Because of this, we didn’t compare intervention and control groups at follow-up. Instead, the claim that effects were maintained is based on within-group comparisons for the intervention group only (post-intervention vs. 1-month follow-up), using Hedges’ g rather than Cohen’s d to reflect this. We should have been clearer about that in the post.
You’re right that without a control group follow-up, we can’t rule out that scores would have continued to improve naturally over time. We’re running a larger RCT with a longer follow-up period in the future and plan to collect follow-up data from the control group too, which will let us make stronger claims about longer-term effects.
I was a participant and my procrastination is still considerably down on before the course (although the relapse is real). I wouldn’t say it “changed my life”, but it definitely made a difference. Would recommend.
Interesting study! Could you say more about what the intervention consisted of? Who were the people administering the intervention? What were their instructions/training? What was the structure of the program? Etc.
Hi there, Angel here, John’s co-founder who ran the study.
Intervention
The four-week, one-to-one coaching programme combined motivational interviewing and cognitive behavioural therapy techniques, delivered via weekly 60-minute video calls by trained volunteer coaches following a manualised guide.

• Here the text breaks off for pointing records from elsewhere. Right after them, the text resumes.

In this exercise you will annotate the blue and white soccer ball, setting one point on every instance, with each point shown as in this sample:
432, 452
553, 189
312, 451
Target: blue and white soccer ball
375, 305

Session 1 focused on identifying procrastination triggers and building personalised action plans. Sessions 2-3 reviewed progress and addressed unhelpful thoughts and emotions through cognitive restructuring, behavioural activation, and self-monitoring. Session 4 consolidated learning and built a long-term maintenance plan.
Coaches
Outside of this RCT, Overcome runs a three-month internship programme to aspiring mental health professionals to get training and hand-on experience delivering coaching. The first month of this internship is a full-time training programme on techniques from MI, CBT, and acceptance and commitment therapy, including workshops, readings, role-plays, and assessments. In the later two months of the internship, the interns then coach adults across the globe to build healthy habits or manage low mood/worries.
For this RCT, five volunteer coaches from Overcome were trained and delivered the procrastination coaching programme. The selected coaches performed strongly in their initial training and had promising client outcomes.
To prepare the selected coaches, they received two hours of study-specific training, including a workshop on the intervention protocol and a role-play session. They also attended weekly one-hour group supervision with a counselling psychologist to discuss and troubleshoot client cases.
That seems like a very high rate of remission to me, congratulations! And on the EAIF funding as well.